But the point is – we do this! We compromise our personal revelations and commandments. Sometimes I think that we accidentally downplay how important these things are because we usually call them: promptings or impressions. But they are personal revelations and commandments! If we don’t follow through with the promptings, impressions, personal revelations, and personal commandments we receive, then we cannot expect to be led by His Spirit in the future!

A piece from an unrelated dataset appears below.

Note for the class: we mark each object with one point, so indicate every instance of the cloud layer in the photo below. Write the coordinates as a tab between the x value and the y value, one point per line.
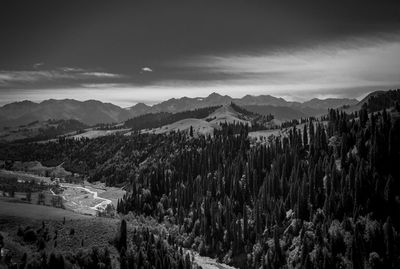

I’m grateful for this reminder. Sometimes it is scary to follow a personal prompting, revelation, commandment, or impression. Why is it scary? Well, I guess because it’s an act of faith. Was that the Spirit or was it just me? … often goes through my head. I let myself doubt my impressions, then I ignore them. Or allow myself to be distracted. And then, I miss the opportunity, the blessing, the protection, or whatever it was the the Lord was offering.
I really want to stop doing this!!!
Well, this is another long post, no matter how much I try to shorten them. I’m so thankful for the Prophet. Though today’s talk wasn’t really addressed to the women of the church, there were a few things that I gleaned from the talk. I’m grateful to know that President Nelson is a man who has worked hard to study and learn more about the Priesthood he holds. I’m grateful to know that he honors it and doesn’t abuse his position in the church. I’m grateful, also, to know that we have the priesthood on earth now. I have been blessed by this great power in my life.